その事実一つ取ってもお世辞にも他七日リスカは優秀な探偵である、だなんて、とてもじゃないが言えないだろう。
そういう意味で彼女が真に「探偵」であるかどうかの判断は僕には付かないが、しかし、やっぱり彼女が探偵である――(そんな言葉があるのかは知らないが)探偵属性である、と僕は胸を張って宣言できる。
何故ならば――彼女に関してまことしやかに囁かれている噂の一つにこんなものがあるからだ。
他七日リスカ。
――彼女に巻き込まれれば最後、必ず死ぬ、と。
「必ず死ぬ」なんて叩き上げてしまえば、「おいおい、この世界に呪いとか黒魔術とか、そういう方面の設定ぶち込まないでくれよ」なんて思ってしまうかも知れないが、これは別段そういう話でもない。
むしろ「死」なんてものはどうしようもないほどに現実なのに、それをすぐファンタジーに結びつけてしまう方が如何なものかと僕は思うくらいだ。
世間的によく言われるように探偵に行き合うことは事件と遭遇するということ同義である。
旅行をすれば事件が起きるとか、懇意の刑事に「また君かね」なんて声を掛けられる程事件に巻き込まれるとか――それは探偵の一種のステータスなのだろうし、時に死神と揶揄されることすら、その探偵にとっては優秀さの証だろう。
それは類稀なる推理力なんかよりも圧倒的に「探偵」の証明に他ならないのかも知れない。
――そして、他七日リスカとはそれを意図せずして突き詰めてしまっている。
数多ある探偵に必須のスキル、推理力でも、万能性でも、人脈でも、格闘術でもなく、探偵が一般的に持ち合わせている事故性とでも言うべき平和な盤面そのものを叩き壊してしまうアンバランスさ。
そんな死神性に全てのスキルポイントを注ぎ込んでしまったような存在が「他七日リスカ」なのである。
他七日リスカに巻き込まれれば最後、必ず死ぬ――と、実しやかに囁かれる程度には。
僕自身はリスカに関するそんなオカルト信じちゃいないが、しかしフラットな視点で見れば僕だってそう評さずにはいられない。

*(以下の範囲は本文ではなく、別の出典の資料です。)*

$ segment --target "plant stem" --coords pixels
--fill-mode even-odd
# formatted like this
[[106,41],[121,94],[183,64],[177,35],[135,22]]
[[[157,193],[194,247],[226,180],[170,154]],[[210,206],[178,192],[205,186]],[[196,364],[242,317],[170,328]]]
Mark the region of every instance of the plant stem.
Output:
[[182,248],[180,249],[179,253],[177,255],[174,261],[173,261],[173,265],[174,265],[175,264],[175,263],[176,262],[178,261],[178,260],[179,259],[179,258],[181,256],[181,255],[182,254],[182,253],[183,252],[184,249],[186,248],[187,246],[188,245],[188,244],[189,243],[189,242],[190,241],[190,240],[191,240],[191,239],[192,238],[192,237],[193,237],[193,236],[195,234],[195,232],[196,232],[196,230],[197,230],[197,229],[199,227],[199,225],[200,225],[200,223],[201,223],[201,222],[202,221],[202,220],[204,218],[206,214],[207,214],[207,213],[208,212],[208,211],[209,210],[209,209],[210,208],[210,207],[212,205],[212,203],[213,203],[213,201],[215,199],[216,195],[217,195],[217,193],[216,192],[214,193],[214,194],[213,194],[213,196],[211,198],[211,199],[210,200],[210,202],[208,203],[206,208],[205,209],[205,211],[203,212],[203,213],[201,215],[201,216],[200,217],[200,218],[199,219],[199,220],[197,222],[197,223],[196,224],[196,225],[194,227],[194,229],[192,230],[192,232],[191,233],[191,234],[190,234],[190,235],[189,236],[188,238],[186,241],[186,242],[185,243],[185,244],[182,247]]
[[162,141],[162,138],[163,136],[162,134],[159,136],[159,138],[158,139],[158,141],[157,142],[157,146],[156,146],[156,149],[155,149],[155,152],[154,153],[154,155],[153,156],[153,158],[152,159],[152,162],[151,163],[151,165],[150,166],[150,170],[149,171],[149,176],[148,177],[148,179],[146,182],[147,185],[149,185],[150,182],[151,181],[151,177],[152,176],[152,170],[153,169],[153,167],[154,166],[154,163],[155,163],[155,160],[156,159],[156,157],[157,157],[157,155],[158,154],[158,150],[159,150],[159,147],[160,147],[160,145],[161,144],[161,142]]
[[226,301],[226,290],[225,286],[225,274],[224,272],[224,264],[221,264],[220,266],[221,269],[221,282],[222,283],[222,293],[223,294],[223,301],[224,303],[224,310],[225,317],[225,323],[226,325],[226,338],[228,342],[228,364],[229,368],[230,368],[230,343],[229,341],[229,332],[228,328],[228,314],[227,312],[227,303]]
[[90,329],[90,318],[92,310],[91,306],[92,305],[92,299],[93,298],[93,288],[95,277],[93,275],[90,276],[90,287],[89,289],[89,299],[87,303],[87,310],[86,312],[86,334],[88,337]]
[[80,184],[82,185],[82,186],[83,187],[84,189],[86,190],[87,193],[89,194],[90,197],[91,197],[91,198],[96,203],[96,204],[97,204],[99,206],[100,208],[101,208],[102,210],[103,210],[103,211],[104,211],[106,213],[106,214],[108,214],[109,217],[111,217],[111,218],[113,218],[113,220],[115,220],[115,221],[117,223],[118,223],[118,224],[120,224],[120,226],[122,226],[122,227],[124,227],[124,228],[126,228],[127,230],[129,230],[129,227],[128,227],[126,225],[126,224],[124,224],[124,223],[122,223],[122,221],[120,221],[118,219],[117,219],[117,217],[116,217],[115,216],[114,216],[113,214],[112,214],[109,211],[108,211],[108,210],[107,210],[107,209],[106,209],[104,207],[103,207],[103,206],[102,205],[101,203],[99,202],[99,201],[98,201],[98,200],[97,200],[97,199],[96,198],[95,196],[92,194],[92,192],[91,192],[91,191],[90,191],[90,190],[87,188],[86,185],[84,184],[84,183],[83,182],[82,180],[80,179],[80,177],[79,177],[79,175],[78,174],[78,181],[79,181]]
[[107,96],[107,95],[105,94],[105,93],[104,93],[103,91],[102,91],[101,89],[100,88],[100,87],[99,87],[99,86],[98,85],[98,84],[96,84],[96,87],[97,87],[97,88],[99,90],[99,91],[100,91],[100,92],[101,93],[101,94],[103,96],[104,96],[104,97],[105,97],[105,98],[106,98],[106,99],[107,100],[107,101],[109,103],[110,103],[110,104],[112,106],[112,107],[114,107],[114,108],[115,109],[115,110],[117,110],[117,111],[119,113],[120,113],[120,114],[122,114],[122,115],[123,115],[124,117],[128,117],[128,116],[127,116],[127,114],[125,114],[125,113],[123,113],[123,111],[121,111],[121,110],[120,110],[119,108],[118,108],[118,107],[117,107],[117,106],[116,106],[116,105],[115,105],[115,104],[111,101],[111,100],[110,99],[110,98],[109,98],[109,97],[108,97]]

殺人事件くらいならば誰しも長い人生を生きていれば一度くらい立ち合うことはあるだろうし、それに出会う確率は宝くじで三億円が当たるよりは断然高いだろう。
しかし殺人事件に遭遇する回数が百を越えれば誰だってやばいと思う。
五百回続けばその全てが彼女自身の犯行だとした方が幾らか整合性が取れるくらいだろう。
だから、彼女は時たま、こうも呼ばれるのだ――「探偵」ではなく「死神」と。
それは決して、称賛ではないということだけは断っておく。
しかし、この一点だけははっきり言っておくがリスカは何も悪くない。
死神なんて言っても彼女が手ずから誰かを殺しているわけでは断じてないのだから。
殺人は愚か、思い人がリスカに靡いたから殺した――なんて彼女が殺人事件のきっかけとなったことすらも一度もない。
ただ、何らかの事件に彼女が巻き込まれる度に――或いは彼女が巻き込む度に、必ずと言って良いほど殺人事件が彼女の前で起きるというだけだ。
別に彼女が意図しているわけではないし、彼女が関与しているわけでもない――ただ彼女はその場に立ち会ってしまうだけだ。
なのに人々は彼女に「死神」だなんて心なき中傷を投げつける――それは公平な立場から見れば僕でも仕方のないことだと思う。
しかし、誰よりも彼女を知り、誰よりも彼女の側にいる僕はそれを否定するように彼女のことを「探偵」と呼ぶのだ。
他七日リスカを言い表す言葉は二つある、その一つは「探偵」である、と。